Брентен не ответил. К счастью, Отто повторил свой вопрос.
— Ладно! Если вы хотите пойти погулять, квартет выступит немедленно.
— В самом деле? Ну, не может быть! — воскликнула Цецилия и в восторге захлопала в ладоши.
— Все зависит только от меня. Значит, через пять минут, Отто.
— Спасибо, Карл.
— И я также очень вам благодарна, — сказала Цецилия и опять подала ему руку.
Они отошли, а Брентен смотрел им вслед. Немыслимая талия! И вообще — опасная школьница. Он повел плечами, точно сбрасывая с себя сковавшие его чары. Эта девчонка может внушить страх. И она — невеста Отто? «Нет, нет, такой жены я бы себе не пожелал. Бог мой, какой взгляд, а рот, а голос!..»
Подбежал Пауль Папке.
— Черт побери, я ищу тебя больше получаса, — крикнул он.
— Спокойней, не кричи! Что подумают люди?
— Ты хочешь, чтоб я не кричал, когда ничего не ладится? — кричал Папке. — Только что один мальчишка чуть ноги себе не сломал, прыгая в мешке! А тебя видели на кегельбане. К детскому полонезу с фонариками все готово? Когда выступит хор? Чтица Эльмира заявила, что в сумерках она читать не будет. Что с тобой, Карл? Где твое честолюбие? Твой прежний пыл?

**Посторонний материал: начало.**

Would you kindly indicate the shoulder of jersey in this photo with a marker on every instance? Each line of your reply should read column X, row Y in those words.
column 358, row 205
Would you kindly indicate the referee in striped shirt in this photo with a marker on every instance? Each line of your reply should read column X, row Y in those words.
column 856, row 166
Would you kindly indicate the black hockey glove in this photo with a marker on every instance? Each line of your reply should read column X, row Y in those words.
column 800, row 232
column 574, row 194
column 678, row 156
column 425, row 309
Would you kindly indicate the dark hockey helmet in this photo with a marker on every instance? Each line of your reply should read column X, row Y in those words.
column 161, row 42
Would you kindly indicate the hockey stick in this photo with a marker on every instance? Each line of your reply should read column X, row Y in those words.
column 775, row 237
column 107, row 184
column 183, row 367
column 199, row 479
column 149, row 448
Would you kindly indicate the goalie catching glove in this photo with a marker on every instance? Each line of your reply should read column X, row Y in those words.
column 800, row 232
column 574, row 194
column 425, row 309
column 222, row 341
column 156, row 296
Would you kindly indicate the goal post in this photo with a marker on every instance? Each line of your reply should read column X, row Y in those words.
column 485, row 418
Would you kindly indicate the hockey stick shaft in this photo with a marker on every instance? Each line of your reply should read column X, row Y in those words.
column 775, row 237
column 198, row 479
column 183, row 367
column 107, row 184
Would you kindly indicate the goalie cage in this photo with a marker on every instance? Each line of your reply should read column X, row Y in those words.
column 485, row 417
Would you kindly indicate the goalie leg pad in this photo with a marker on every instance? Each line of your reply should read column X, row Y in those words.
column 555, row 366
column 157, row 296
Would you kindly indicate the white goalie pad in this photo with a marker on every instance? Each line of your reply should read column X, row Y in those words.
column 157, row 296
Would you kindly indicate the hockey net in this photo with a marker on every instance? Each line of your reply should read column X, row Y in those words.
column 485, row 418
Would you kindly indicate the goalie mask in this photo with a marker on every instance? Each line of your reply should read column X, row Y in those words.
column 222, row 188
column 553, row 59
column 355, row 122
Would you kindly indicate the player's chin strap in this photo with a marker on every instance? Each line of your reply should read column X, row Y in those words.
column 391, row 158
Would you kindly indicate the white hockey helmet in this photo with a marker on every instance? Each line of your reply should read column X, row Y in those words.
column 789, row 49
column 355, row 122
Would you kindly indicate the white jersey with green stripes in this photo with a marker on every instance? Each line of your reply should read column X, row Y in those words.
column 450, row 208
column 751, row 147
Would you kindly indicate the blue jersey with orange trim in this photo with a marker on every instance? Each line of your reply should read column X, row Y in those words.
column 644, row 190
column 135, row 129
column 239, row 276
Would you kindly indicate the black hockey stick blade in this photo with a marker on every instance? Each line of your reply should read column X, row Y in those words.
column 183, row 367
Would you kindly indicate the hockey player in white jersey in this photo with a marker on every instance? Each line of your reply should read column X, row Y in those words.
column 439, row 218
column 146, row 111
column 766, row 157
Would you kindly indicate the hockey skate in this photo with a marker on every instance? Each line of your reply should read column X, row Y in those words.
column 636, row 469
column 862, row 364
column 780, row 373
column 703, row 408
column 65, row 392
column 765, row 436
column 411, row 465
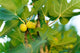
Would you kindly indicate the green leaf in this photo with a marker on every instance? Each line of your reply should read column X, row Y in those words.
column 60, row 8
column 64, row 20
column 8, row 26
column 37, row 5
column 25, row 13
column 8, row 5
column 13, row 5
column 7, row 15
column 17, row 37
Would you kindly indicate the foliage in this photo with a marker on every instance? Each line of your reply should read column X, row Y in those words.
column 57, row 39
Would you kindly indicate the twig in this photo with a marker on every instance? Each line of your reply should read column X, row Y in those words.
column 21, row 20
column 26, row 41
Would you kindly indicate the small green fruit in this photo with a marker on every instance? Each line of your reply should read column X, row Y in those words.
column 23, row 27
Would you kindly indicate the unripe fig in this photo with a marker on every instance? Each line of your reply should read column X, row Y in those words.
column 23, row 27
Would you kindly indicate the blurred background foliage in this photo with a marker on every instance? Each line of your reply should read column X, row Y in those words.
column 57, row 39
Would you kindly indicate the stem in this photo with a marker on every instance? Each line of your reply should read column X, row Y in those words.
column 26, row 41
column 30, row 35
column 21, row 20
column 38, row 24
column 55, row 20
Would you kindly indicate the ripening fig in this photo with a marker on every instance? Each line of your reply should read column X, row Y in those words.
column 23, row 27
column 31, row 25
column 71, row 46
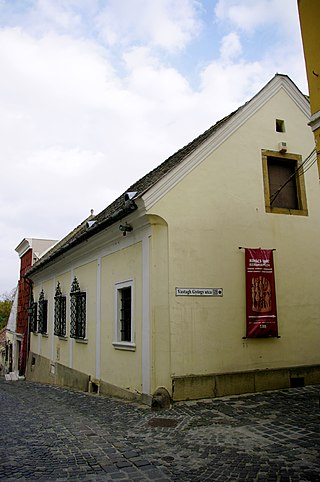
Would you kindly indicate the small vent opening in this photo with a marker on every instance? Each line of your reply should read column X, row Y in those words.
column 296, row 382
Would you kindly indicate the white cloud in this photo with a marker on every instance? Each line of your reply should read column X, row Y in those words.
column 81, row 120
column 168, row 24
column 230, row 46
column 249, row 15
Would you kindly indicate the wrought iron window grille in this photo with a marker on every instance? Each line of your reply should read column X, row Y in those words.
column 125, row 314
column 60, row 325
column 78, row 311
column 42, row 314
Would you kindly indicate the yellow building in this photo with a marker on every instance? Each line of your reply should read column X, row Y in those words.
column 151, row 292
column 309, row 12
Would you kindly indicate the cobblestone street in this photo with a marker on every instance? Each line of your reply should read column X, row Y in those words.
column 51, row 433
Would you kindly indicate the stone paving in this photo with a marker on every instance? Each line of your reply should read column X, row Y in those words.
column 55, row 434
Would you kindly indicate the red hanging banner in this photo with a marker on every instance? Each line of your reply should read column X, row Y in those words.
column 260, row 294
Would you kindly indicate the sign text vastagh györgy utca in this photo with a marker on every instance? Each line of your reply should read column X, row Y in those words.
column 199, row 291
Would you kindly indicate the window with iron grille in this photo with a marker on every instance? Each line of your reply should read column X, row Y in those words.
column 34, row 317
column 42, row 314
column 78, row 311
column 59, row 313
column 124, row 323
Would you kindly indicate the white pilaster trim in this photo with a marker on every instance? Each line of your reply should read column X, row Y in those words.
column 145, row 355
column 70, row 339
column 98, row 320
column 315, row 121
column 52, row 324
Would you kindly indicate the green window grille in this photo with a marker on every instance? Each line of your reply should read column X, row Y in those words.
column 34, row 317
column 59, row 313
column 125, row 314
column 78, row 311
column 42, row 314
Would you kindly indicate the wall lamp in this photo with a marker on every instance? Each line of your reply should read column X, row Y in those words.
column 125, row 228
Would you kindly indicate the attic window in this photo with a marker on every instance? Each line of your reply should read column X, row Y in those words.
column 284, row 186
column 280, row 127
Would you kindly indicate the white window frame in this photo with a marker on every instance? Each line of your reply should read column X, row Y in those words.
column 117, row 343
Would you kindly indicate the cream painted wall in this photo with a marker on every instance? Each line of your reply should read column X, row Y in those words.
column 121, row 367
column 218, row 207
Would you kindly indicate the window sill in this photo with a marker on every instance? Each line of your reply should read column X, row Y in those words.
column 124, row 345
column 295, row 212
column 84, row 341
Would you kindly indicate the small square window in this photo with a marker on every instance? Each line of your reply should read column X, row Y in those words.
column 280, row 127
column 284, row 186
column 124, row 318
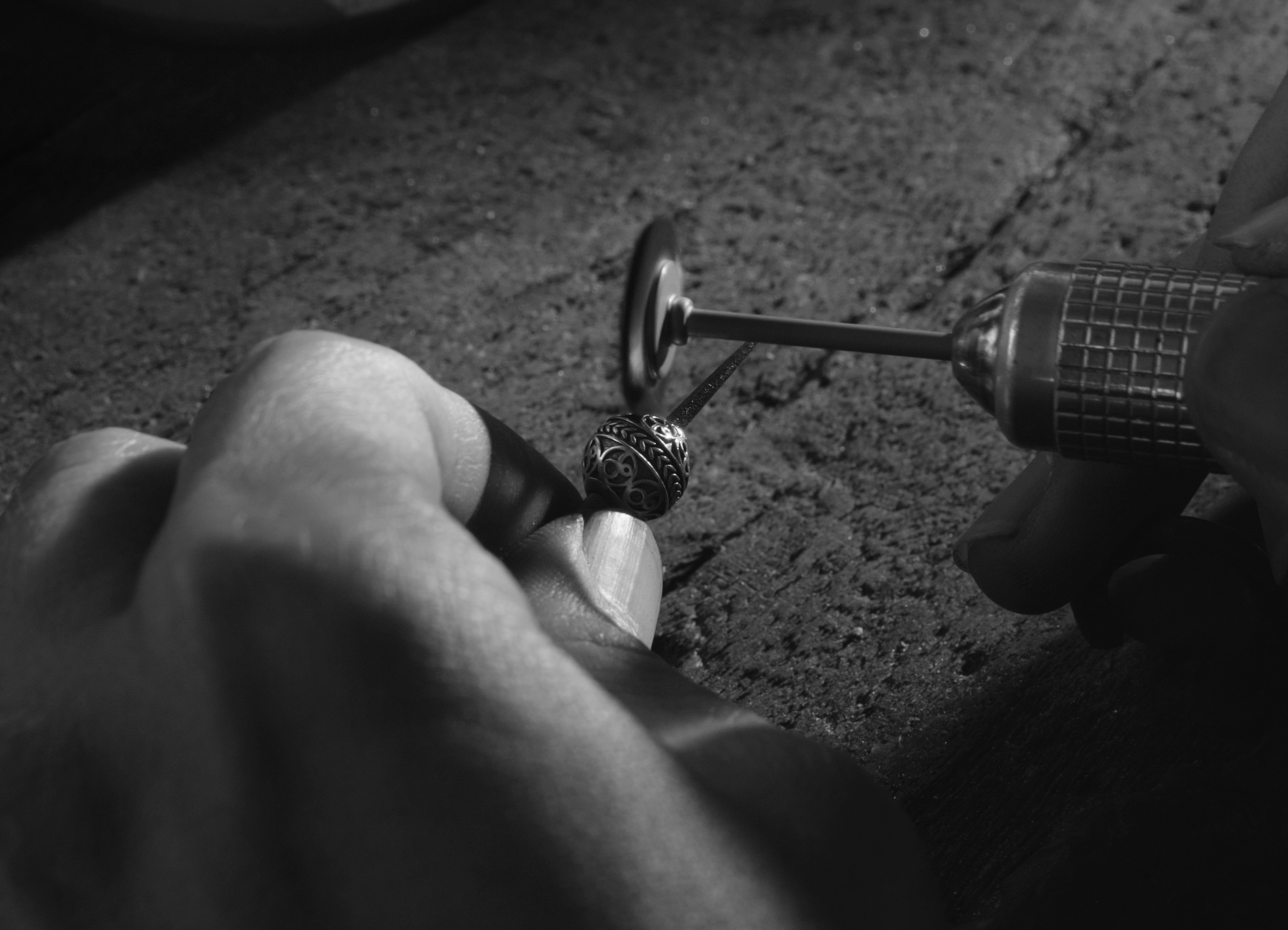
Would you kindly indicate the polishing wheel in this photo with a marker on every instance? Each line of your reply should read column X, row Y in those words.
column 655, row 284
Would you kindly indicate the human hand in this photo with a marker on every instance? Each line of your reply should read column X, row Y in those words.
column 1064, row 530
column 272, row 679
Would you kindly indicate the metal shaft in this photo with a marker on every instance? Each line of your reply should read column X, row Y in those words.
column 697, row 400
column 814, row 334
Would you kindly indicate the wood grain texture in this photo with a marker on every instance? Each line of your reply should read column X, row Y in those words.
column 469, row 196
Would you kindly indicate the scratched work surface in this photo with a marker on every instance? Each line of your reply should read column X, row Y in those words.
column 469, row 196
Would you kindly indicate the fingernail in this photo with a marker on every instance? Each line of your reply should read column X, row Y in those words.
column 628, row 568
column 1260, row 244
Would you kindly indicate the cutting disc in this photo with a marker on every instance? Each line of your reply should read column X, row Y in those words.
column 656, row 279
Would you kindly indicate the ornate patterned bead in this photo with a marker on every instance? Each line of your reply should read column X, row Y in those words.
column 638, row 463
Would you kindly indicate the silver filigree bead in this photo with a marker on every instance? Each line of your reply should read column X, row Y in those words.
column 639, row 463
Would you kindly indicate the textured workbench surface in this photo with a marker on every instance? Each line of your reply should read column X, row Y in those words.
column 469, row 196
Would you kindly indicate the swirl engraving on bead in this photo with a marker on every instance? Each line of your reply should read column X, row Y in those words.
column 638, row 463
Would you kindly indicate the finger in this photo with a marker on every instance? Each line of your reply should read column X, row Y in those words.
column 1259, row 176
column 839, row 834
column 1260, row 245
column 1036, row 548
column 1046, row 536
column 416, row 732
column 78, row 527
column 1238, row 388
column 523, row 490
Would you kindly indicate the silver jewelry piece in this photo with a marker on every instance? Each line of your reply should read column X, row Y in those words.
column 639, row 463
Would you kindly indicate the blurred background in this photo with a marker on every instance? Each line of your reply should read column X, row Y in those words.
column 464, row 182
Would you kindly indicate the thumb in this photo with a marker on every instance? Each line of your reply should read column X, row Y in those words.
column 583, row 570
column 1237, row 384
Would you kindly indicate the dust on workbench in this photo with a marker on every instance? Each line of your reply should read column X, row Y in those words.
column 471, row 198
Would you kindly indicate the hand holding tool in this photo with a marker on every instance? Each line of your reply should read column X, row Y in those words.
column 1086, row 360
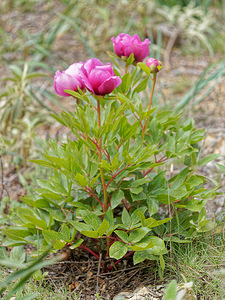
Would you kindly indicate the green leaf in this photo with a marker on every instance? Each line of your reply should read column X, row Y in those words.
column 117, row 197
column 122, row 235
column 53, row 237
column 151, row 222
column 222, row 168
column 138, row 234
column 171, row 291
column 90, row 233
column 205, row 160
column 118, row 250
column 141, row 256
column 137, row 191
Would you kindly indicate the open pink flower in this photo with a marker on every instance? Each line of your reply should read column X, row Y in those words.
column 124, row 45
column 69, row 79
column 154, row 64
column 98, row 78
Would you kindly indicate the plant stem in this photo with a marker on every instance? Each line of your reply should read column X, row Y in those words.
column 150, row 102
column 126, row 69
column 100, row 159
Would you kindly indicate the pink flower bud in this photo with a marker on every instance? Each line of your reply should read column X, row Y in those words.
column 153, row 64
column 69, row 79
column 124, row 45
column 98, row 78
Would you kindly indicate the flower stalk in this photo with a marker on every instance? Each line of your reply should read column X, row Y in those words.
column 100, row 159
column 150, row 102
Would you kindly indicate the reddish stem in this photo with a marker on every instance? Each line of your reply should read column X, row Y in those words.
column 91, row 193
column 116, row 174
column 128, row 254
column 89, row 250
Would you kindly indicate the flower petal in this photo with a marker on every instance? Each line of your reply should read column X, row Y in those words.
column 109, row 85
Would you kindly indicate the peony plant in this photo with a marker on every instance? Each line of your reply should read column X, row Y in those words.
column 110, row 191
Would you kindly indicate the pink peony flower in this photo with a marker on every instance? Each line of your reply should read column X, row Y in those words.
column 69, row 79
column 98, row 78
column 153, row 64
column 124, row 45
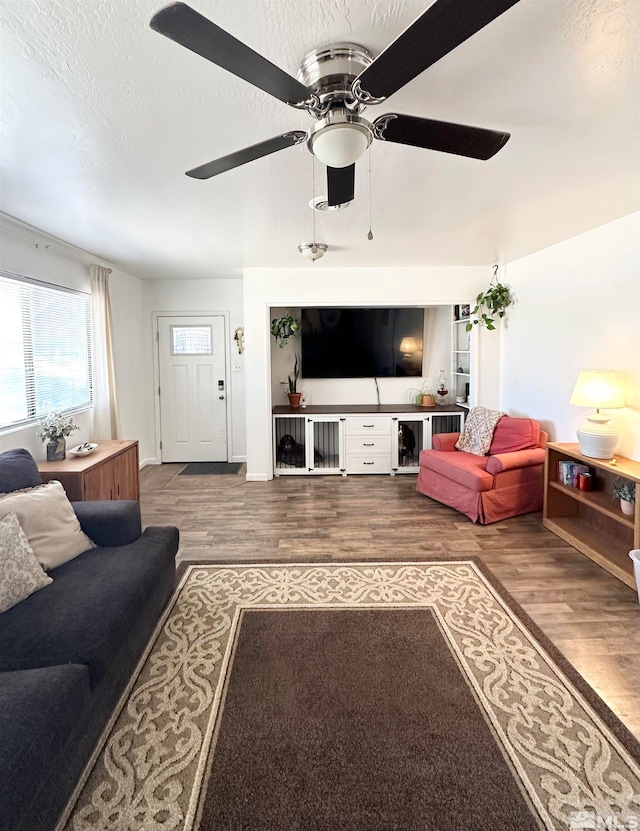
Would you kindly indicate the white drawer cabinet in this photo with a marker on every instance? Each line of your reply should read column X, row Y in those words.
column 368, row 445
column 368, row 426
column 353, row 440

— Повторяю, перестань кричать, не то я тоже начну кричать, и пусть тогда люди думают о нас что хотят.
И Брентен начал что-то кричать. Папке немедленно притих и стал успокаивать приятеля. Но того уж нельзя было остановить. Он орал во всю глотку:
— Я здесь распорядитель, понимаешь? Я даю команду, понимаешь?
— Но успокойся же! — умолял Папке, опасливо оглядываясь. — Ведь кругом люди. Что они подумают! Ну, хорошо, хорошо! Я ведь только спросил. Само собой, я сделаю так, как ты скажешь. Само собой.
— Через пять минут выступит певческий квартет, — твердо заявил Брентен. — За квартетом — Эльмира. Затем соберем детей. Удовлетворен?
— Ну конечно! Да! Да! Все будет прекрасно. Ты же знаешь меня, Карл, ведь я никогда ничего дурного не думаю… Все мой живой темперамент… Уж я такой…
3
Отто Хардекопф и Цецилия сидели под грушевым деревом. Заходящее солнце бросало сквозь пожелтевшую листву свои последние лучи. Прохладный ветер шуршал в ветвях. Гости за столиками шумно веселились. Вокруг бегали дети. В зале заиграл оркестр, — начались танцы.
— Праздник удался, — сказала Цецилия и вдруг, ни с того ни с сего, скороговоркой: — Твой зять очень милый!
— О да! — подтвердил Отто. — Он очень отзывчив и очень трудолюбивый, толковый человек. У него есть магазин. Табачный магазин. Он, в сущности, сигарщик по профессии.
— Становится прохладно! — Цецилия повела плечиками. — Принеси, пожалуйста, из раздевалки мое пальто и горжетку. Захвати, кстати, и свое пальто.
Отто ушел.
Гермина и Людвиг уселись в сторонке; Гермина заметила, что свекровь прикидывается, будто не видит ее, и в отместку все высмеивала и держала себя так, будто это она сторонится окружающих. К тому же ее расстраивало, что, несмотря на широкое платье, ей не удается больше скрывать свое положение. На пароходе одна женщина, с которой она даже не была знакома, громко сказала: «О бедняжка, вы беременны?» Ну и манеры у этих людей, ужас!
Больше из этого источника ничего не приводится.